Metatensor and metatomic: foundational libraries for interoperable atomistic machine learning
Filippo Bigi, Joseph W. Abbott, Philip Loche, Arslan Mazitov, Davide Tisi, Marcel F. Langer, Alexander Goscinski, Paolo Pegolo, Sanggyu Chong, Rohit Goswami, Pol Febrer, Sofiia Chorna, Matthias Kellner, Michele Ceriotti, Guillaume Fraux
TL;DR
The paper tackles interoperability barriers in atomistic ML by introducing metatensor, a gradient-aware, block-sparse data format, and metatomic, a portable ML-model interface. It defines a robust data container and a universal model-exchange protocol to enable seamless data/model sharing across diverse simulation engines. A modular ecosystem (metatrain, featomic, torch-spex, torch-pme, vesin, sphericart) and example models (PET-MAD, ShiftML, FlashMD) demonstrate end-to-end workflows from training to deployment in LAMMPS, ASE, i-PI, PLUMED, and beyond.
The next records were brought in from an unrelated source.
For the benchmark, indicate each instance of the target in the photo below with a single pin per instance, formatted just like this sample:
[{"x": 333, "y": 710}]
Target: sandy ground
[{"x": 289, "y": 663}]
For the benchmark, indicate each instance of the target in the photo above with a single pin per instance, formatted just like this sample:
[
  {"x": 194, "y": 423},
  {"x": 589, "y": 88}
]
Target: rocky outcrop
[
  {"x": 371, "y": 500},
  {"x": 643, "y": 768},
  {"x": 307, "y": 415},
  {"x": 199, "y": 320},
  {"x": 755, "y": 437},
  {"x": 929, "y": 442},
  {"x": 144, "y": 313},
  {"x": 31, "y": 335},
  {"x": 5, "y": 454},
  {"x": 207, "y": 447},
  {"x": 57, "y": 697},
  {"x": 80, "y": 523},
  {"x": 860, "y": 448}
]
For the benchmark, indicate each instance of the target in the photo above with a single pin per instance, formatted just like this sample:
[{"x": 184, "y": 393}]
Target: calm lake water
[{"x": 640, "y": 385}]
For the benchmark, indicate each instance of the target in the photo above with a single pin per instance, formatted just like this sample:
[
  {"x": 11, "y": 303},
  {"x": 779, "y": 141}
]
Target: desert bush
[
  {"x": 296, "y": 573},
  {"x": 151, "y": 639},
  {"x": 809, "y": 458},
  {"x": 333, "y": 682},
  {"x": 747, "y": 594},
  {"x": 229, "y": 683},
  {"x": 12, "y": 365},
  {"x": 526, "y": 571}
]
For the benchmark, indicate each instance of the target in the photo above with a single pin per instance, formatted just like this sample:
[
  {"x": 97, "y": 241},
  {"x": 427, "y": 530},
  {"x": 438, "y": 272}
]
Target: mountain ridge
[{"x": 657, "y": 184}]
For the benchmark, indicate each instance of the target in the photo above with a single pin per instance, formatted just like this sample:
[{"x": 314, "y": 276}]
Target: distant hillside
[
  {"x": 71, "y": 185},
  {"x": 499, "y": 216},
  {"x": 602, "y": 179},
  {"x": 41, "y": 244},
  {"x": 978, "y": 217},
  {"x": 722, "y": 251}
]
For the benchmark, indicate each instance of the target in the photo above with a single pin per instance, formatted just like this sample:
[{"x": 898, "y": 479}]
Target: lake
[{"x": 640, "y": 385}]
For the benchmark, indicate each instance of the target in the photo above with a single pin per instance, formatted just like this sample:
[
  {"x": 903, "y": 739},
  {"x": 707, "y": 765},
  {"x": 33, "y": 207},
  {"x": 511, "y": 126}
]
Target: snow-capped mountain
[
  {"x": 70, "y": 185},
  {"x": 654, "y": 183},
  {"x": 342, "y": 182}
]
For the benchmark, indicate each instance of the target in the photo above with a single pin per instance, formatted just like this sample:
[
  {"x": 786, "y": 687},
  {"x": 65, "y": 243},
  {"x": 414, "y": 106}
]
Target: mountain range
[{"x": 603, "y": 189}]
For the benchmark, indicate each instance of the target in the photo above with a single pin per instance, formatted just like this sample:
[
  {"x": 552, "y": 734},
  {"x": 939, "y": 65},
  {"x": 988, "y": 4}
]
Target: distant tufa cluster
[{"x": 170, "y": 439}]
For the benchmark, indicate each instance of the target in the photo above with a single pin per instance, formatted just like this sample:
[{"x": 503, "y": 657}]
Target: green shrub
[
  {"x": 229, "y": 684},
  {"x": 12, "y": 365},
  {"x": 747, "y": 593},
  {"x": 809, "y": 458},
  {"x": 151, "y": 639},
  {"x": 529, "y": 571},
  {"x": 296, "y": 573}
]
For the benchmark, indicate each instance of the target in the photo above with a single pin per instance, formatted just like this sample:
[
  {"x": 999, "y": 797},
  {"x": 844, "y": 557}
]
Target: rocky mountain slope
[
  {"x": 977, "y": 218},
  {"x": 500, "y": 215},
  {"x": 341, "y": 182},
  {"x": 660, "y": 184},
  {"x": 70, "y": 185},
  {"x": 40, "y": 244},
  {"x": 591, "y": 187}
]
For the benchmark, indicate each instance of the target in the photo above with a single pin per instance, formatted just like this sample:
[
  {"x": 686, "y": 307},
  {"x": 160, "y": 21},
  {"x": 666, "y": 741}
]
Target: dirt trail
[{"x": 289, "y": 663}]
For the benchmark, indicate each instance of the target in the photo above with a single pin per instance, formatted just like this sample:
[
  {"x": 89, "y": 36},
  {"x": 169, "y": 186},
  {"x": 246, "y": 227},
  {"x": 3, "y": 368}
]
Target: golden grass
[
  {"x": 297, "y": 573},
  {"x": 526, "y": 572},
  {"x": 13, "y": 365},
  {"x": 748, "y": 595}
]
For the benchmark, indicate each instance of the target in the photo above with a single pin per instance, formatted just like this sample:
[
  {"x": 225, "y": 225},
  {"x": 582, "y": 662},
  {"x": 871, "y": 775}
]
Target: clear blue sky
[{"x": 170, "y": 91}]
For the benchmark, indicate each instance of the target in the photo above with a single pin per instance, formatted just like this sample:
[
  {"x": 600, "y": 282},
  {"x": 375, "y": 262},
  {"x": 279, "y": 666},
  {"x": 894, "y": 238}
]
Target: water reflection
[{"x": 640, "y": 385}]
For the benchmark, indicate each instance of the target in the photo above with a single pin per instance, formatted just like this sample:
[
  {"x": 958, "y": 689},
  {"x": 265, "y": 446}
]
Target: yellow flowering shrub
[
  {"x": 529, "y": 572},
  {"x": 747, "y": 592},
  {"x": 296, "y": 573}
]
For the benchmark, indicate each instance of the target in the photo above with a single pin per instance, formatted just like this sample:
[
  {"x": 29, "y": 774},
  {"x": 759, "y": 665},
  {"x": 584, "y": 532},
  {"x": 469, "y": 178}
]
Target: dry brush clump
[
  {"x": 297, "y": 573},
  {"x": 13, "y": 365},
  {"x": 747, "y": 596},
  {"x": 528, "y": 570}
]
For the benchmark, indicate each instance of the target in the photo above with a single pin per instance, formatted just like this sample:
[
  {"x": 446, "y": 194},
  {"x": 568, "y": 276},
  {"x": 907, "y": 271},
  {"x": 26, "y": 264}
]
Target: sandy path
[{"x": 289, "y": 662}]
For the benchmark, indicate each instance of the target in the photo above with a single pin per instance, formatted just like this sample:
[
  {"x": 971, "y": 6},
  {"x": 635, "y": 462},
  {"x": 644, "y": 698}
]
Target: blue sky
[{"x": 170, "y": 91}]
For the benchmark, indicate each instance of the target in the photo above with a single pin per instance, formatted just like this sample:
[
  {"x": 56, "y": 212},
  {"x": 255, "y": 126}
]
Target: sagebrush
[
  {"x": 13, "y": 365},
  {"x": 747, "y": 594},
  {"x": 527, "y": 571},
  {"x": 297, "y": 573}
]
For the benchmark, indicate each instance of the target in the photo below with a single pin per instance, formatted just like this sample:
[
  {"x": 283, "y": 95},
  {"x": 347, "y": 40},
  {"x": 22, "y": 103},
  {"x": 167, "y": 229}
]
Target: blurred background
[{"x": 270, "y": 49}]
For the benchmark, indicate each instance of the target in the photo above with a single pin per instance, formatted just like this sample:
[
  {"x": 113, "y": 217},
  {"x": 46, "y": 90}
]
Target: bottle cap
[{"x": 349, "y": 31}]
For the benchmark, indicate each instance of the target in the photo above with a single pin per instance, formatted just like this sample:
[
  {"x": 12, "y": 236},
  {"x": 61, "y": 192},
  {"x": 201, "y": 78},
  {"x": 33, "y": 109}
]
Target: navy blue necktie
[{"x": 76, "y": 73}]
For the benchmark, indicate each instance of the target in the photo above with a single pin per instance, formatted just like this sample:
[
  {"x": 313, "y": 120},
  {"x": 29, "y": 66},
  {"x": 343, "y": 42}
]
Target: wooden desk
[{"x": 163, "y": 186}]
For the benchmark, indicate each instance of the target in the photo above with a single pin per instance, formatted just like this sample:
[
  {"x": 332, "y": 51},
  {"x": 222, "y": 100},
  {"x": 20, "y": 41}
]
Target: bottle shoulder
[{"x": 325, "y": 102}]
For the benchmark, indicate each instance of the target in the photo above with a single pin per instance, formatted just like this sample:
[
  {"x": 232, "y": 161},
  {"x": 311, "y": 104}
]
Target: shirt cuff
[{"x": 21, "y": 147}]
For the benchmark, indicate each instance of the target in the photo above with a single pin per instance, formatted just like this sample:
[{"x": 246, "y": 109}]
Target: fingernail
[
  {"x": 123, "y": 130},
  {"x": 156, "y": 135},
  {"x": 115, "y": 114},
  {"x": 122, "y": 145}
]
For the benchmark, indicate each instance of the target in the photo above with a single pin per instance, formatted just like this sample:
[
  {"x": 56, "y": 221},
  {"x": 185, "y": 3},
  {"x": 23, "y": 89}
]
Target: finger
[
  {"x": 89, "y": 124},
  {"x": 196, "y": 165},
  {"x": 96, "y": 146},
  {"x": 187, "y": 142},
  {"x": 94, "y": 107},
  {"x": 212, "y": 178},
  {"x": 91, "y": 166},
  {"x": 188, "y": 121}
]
The results show minimal runtime overhead for metatomic in production-like runs and reveal broad applicability across short- and long-range interactions, collective-variable workflows, and quantum-sampled simulations.
Abstract
Incorporation of machine learning (ML) techniques into atomic-scale modeling has proven to be an extremely effective strategy to improve the accuracy and reduce the computational cost of simulations. It also entails conceptual and practical challenges, as it involves combining very different mathematical foundations, as well as software ecosystems that are very well developed in their own right, but do not share many commonalities. To address these issues and facilitate the adoption of ML in atomistic simulations, we introduce two dedicated software libraries. The first one, metatensor, provides multi-platform and multi-language storage and manipulation of arrays with many potentially sparse indices, designed from the ground up for atomistic ML applications. By combining the actual values with metadata that describes their nature and that facilitates the handling of geometric information and gradients with respect to the atomic positions, metatensor provides a common framework to enable data sharing between ML software -- typically written in Python -- and established atomistic modeling tools -- typically written in Fortran, C or C++. The second library, metatomic, provides an interface to store an atomistic ML model and metadata about this model in a portable way, facilitating the implementation, training and distribution of models, and their use across different simulation packages. We showcase a growing ecosystem of tools, including low-level libraries, training utilities, and interfaces with existing software packages that demonstrate the effectiveness of metatensor and metatomic in bridging the gap between traditional simulation software and modern ML frameworks.